“Saya sudah bangun komunikasi dengan Kementerian Transmigrasi dan PT SIP kawasan Hak Pengelolaan (HPL) lahan perusahaan sawit untuk bisa dikelola warga transmigrasi,” jelasnya.
Upaya-upaya komunikasi tersebut belum menemukan titik temu dan solusi, karena baik kementerian transmigrasi maupun perusahaan PT SIP masih mencari mempertimbangkan aspek ekonomi dan sosial terhadap pemberian lahan.
Disnakertrans Nunukan di tahun 2024 mengusulkan lahan seluas 52, 19 hektar yang dikelola dan dimanfaatkan PT SIP untuk lahan perkebunan kelapa sawit, agar dikerjasamakan dengan warga transmigrasi sebagai kompensasi pemberian LU I.
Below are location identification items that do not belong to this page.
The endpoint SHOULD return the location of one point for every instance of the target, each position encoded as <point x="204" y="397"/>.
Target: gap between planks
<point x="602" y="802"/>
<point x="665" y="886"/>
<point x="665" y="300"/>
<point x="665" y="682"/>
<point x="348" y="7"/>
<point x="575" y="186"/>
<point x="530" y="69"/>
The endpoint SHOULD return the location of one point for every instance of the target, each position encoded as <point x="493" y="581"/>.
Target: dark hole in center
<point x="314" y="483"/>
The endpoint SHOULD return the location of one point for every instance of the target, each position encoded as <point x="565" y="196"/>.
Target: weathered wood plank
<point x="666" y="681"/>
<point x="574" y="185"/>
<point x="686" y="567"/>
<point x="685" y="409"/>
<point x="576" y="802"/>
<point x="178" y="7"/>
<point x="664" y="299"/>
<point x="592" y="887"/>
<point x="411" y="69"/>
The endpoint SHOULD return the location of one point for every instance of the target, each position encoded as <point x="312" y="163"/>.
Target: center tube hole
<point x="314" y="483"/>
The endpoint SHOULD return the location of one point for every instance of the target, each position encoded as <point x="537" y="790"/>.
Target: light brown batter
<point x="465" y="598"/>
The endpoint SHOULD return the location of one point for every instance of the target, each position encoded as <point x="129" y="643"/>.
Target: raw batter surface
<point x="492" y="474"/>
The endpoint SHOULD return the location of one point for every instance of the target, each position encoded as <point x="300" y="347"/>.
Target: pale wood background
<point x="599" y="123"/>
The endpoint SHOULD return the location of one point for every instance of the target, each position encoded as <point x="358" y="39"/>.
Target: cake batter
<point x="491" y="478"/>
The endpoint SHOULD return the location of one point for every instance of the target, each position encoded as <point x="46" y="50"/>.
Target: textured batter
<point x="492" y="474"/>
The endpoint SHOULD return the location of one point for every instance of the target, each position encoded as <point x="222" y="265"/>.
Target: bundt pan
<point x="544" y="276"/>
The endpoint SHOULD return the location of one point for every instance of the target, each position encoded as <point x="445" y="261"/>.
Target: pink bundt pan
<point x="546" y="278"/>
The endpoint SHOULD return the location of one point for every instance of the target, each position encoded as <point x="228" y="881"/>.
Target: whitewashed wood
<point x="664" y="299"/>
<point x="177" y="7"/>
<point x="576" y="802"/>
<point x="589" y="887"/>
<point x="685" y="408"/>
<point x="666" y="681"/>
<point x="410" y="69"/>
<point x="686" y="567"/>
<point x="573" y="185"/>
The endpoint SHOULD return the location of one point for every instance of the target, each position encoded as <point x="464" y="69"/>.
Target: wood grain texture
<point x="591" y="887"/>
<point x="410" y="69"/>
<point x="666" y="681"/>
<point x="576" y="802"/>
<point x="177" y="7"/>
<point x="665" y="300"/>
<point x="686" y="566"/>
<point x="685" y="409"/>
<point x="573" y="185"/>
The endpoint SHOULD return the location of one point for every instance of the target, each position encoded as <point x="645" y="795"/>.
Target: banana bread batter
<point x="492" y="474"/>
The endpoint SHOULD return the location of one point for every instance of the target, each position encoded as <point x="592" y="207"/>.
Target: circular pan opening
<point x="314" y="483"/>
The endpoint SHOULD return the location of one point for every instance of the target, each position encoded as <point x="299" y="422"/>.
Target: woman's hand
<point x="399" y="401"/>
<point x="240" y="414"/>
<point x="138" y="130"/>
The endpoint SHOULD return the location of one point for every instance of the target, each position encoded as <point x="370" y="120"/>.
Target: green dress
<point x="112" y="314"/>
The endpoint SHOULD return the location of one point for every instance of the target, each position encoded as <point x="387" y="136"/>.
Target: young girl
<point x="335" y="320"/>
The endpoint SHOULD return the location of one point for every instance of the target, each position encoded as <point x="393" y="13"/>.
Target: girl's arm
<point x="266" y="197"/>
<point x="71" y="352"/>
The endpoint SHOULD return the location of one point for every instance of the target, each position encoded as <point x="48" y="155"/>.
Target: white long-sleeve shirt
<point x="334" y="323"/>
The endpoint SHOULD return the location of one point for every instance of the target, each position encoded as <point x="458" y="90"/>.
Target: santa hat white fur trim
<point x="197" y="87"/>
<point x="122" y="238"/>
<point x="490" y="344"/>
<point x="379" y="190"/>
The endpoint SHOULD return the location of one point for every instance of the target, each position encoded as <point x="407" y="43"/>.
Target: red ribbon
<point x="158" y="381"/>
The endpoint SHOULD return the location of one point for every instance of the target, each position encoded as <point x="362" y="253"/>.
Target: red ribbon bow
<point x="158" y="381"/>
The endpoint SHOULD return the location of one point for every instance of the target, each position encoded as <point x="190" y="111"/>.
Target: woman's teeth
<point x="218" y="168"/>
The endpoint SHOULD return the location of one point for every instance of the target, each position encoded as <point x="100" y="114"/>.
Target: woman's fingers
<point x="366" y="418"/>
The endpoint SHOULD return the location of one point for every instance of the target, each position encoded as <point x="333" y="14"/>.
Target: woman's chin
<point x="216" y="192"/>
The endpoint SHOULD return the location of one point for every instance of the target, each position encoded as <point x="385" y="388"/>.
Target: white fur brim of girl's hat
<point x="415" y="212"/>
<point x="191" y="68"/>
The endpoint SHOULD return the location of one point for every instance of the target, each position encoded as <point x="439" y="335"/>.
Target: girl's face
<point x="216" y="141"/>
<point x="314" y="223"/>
“Usulan ini sudah disampaikan ke PT SIL dan Kementerian Transmigrasi, hanya saja belum ada titik temu. Kedua pihak masih mengkaji usulan kita,” terangnya.
Sementara itu, Kepala Dinas Ketahanan Pangan dan Pertanian (DKPP) Nunukan, Muhtar menerangkan kawasan SP 5 Sebakis diperuntukan bagi 230 warga transmigrasi tidak memiliki dokumen sertifikat dari pemerintah pusat.
“Surat Keputusan (SK) SP 5 Sebakis sebagai lahan transmigrasi diterbitkan tahun 2004 dan hanya berlaku 3 bulan, apabila SK tidak ditindaklanjuti dengan sertifikat, maka lahan kembali tanah negara bebas,” ungkapnya.
Selain lahan belum memiliki sertifikat, pemerintah pusat saat menempatkan warga transmigrasi SP 5 Sebakis, Kecamatan Nunukan maupun Samaja, Kecamatan Sei Menggaris, tidak melihat bahwa lokasi untuk transmigrasi tahun 2013 sudah ditempati kelompok tani lokal.
Keberadaan kelompok tani di lahan tersebut menimbulkan masalah bagi PT SIL dalam menyiapkan lahan plasma. Begitu pula ketika Pemerintah Nunukan,coba mencari lahan-lahan lainnya sebagai pengganti.
“Makanya sampai hari ini tidak selesai-selesai, lahan SP 5 Sebakis itu tidak bersertifikat sebagai kawasan transmigrasi, dan sebagian lahan sudah dikuasai masyarakat lokal,” bebernya.